Location, location, location is the real estate mantra.
But the final choice between properties you see as equally desirable might come down to where they are.
When buying a property, or deciding between multiple properties, it is important to take into account the location of the properties in relation to your primary destinations, such as work, family and recreation.
While a property closer to a major city may be more expensive on paper you may find that when travel costs are taken into account it may be a lower cost option.
We have a new calculator* that can help resolve the cost side of this problem.
It's a calculator that will help quantify the additional costs (or savings) you will have depending on the extra distances between properties.
Obviously you need to know the distances between the alternatives. And you need to know the average cost of fuel per kilometre (km), the cost of maintenance per km (maybe 5c/km) and depreciation (divide the chance in value over time by the kms you will drive).
With this detail, the rest is easy - our calculator will do the rest, and show you how it does it. See it here.
* This calculator was developed by Calculate.co.nz and is in our calculator toolbox as part of our partnership with them.
8 Comments
Nice little calculator. I think the main point for me is "value of your time per hour". For example, when your children are young and you lose an extra few hours per week with them due to travel I think it's very hard to put a price on this. The same could be said for the value you may place on recreation - i.e. going for a walk/run/glass of wine at sunset on the balcony in the evening etc rather than commuting.
Sure, but then consider the alternative - putting money into rent from which you get no long-term gain.
Paying off a cheaper mortgage, and spending more hours commuting, is still a better long-term decision. Your children might be glad they can borrow off the 'bank of mum and dad' when they reach their 20s and need a house deposit, also.
I take it that you have done a comparison between those that rent and those that decide to take on home ownership, or is it just your investment strategy.

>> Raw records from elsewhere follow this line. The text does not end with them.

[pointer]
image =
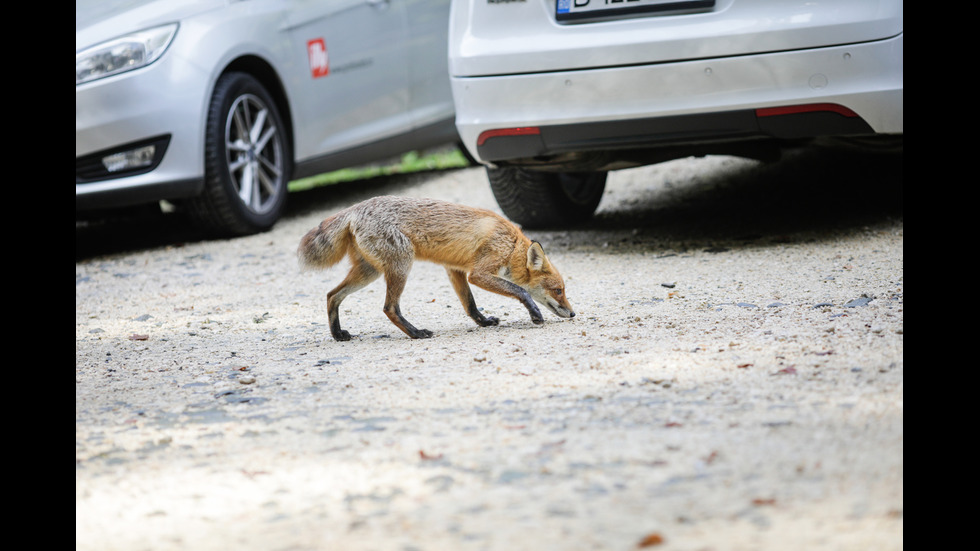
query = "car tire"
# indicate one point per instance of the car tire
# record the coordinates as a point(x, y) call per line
point(538, 199)
point(247, 160)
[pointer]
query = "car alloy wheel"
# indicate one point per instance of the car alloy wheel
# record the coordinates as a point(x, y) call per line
point(253, 153)
point(248, 161)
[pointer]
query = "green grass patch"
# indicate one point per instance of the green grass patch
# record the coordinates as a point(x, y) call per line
point(410, 162)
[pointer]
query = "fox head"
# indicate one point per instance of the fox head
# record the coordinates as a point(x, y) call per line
point(545, 284)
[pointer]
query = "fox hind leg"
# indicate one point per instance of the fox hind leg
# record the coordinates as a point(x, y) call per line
point(462, 288)
point(395, 279)
point(360, 275)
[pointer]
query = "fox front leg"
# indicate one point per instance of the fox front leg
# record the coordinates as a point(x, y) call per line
point(501, 286)
point(462, 288)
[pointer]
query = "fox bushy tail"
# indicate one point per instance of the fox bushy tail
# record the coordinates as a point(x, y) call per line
point(326, 244)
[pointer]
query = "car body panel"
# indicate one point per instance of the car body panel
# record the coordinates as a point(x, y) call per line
point(366, 98)
point(743, 56)
point(491, 38)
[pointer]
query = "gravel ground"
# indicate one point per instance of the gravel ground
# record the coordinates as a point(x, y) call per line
point(733, 379)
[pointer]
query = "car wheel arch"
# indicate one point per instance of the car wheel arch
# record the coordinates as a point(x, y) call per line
point(267, 76)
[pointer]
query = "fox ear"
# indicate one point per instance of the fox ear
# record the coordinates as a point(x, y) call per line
point(535, 257)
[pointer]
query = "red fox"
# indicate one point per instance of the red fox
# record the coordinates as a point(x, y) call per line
point(384, 235)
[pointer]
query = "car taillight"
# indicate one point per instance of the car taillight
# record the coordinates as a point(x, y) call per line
point(519, 131)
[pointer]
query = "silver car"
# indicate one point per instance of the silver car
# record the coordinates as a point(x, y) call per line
point(553, 94)
point(215, 105)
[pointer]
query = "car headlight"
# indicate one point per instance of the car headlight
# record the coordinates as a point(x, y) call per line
point(122, 54)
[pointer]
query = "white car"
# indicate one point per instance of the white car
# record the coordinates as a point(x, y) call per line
point(215, 105)
point(552, 94)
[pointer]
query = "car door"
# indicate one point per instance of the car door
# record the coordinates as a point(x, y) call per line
point(351, 83)
point(430, 95)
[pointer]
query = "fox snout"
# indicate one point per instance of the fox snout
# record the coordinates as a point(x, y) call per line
point(555, 301)
point(560, 310)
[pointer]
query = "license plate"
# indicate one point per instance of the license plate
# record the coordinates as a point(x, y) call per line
point(570, 11)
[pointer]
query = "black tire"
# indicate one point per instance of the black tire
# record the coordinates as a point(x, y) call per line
point(247, 160)
point(537, 199)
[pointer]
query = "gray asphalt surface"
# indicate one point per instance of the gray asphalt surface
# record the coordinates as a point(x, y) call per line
point(733, 379)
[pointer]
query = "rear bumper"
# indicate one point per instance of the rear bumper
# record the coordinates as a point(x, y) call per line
point(677, 103)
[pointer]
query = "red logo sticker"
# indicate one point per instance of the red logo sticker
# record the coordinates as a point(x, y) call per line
point(316, 50)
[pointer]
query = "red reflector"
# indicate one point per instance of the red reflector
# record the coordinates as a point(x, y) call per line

Last week Interest provided details of a couple 25-29 years , who purchased their first home June 2010, and the amount available (the gain) if they were to sell and move up the 'ladder.".My question would be, if a 25-29 year couple,(call them Gregorios and Jenefie ) decided to rent in June 2010 , initially sharing a 3 bed with another couple, or similar for the first 5 years, ( certainly not extraordinary), then were to rent alone a 2 bedroom for the remaining 5 years , how far behind after ten years would the rental couple be, than the couple who purchased their starter home .Gregorios and Jenefe would spread the equivalent twenty percent deposit, equally in two year bank deposit accounts and a Fisher Fund, (or similar New Zealand growth fund), and any annual difference between mortgage repayments and rent over the ten years be , if available, reinvested similarly. To make things simple Gregorios and Jenefe would always rent the national median rental home with rents rising annually.
Nice idea. When you look at the savings of being able to work from home there is a significant swing in the "who cares were you live" camp. Accept this is limited to mainly white collar jobs like Banks, other finance, insurance, IT etc etc, but it is clearly underlined by the mass exodus from Awkland the day before each lock-down occurred.
But to add up all costs you would need to also include the difference in the property values between the two locations, and what that meant to take on the extra debt and interest from one over the other.
And how does it calculate the impact on others, which is the first input value, when it is highly unlikely the 'others' are going to exactly the same places of work.
Either way, it would show that buying in the CBD to work in the suburbs is more expensive than the opposite.